There'll be no more Shakespeare for the kiddies: "King Lear" is sordid, "Hamlet" is dreary, "Macbeth" is depressing, "Julius Caesar" is destructive. Goodbye, Dickens: "Bleak House" is, well, bleak, and "Great Expectations" depicts quite the wrong side of English society. You can forget Faulkner: All those sordid Southerners doing sordid things to each other, not to mention Popeye and that appalling corncob. Go back to Poland, Conrad: "Victory" has no comforting ideas and "Heart of Darkness" gets more depressing with every page. So much for the ancient Greeks--they're much too tragic--and the 19th-century Russians, with all their crimes and punishments.
The last thing on earth we want is to expose our children to books (or paintings, or musical compositions, or movies) that suggest there's anything to life except sunshine and Santa Claus. If we shield them from the alarms and discords of human existence, then presumably there will be no alarms and discords in their lives. With their heads snuggled comfortably in the sand, they'll live happily ever after--blissfully oblivious to the cold reality that this world can be, even for a middle-class American, hard and unjust and bitterly unrewarding.

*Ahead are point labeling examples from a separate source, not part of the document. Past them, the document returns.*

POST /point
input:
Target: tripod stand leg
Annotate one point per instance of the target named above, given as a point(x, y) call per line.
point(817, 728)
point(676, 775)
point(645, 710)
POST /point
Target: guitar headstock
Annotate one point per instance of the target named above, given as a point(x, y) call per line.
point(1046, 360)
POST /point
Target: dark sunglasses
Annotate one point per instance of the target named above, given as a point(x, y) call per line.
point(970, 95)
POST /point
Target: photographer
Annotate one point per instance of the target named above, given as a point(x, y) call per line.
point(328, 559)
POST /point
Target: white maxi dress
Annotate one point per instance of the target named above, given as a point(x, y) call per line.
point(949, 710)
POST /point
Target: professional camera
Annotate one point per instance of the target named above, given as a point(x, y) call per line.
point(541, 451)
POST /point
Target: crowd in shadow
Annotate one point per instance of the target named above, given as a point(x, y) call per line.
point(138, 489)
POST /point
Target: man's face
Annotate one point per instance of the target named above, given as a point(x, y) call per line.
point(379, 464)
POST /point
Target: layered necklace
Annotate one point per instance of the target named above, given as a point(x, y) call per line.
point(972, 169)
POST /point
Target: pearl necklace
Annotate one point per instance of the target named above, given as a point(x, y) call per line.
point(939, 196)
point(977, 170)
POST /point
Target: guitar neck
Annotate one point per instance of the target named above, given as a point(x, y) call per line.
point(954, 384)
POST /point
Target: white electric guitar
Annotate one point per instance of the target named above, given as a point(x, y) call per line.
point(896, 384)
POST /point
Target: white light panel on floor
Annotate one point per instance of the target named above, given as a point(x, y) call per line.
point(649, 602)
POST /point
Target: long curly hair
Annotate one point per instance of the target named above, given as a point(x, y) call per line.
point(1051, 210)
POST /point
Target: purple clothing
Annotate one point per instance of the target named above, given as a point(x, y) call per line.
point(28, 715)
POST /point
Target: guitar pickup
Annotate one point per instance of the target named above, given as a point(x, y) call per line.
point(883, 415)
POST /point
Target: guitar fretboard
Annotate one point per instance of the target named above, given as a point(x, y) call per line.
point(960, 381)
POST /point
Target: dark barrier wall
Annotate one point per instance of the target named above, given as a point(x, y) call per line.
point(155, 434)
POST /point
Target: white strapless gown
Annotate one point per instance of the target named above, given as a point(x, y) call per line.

Those, of course, are among the many realities that help nurture worthwhile and important books, whether they be tough polemical novels such as "The Jungle" and "The Grapes of Wrath" or masterly works of literature such as "King Lear" and "Light in August." The "joys of reading" that these books offer are not, admittedly, the same as the joys that come with being told that God's in his heaven and all's right with the world; but might it not be suggested, however tentatively, that they are deeper and rather more substantial joys?
Literature is like life: It is hard. One of the chief reasons we send our children to school is so that they will learn to recognize hard things for what they are and to develop stratagems for dealing with them. A child raised on nothing except good news and "comforting ideas" will become an adult almost certainly incapable of meeting life on its own tough terms. A child who has been taught to deal equally with ideas and facts he doesn't much like, on the other hand, will be admirably equipped for the struggle ahead--and, into the bargain, will be an interesting person.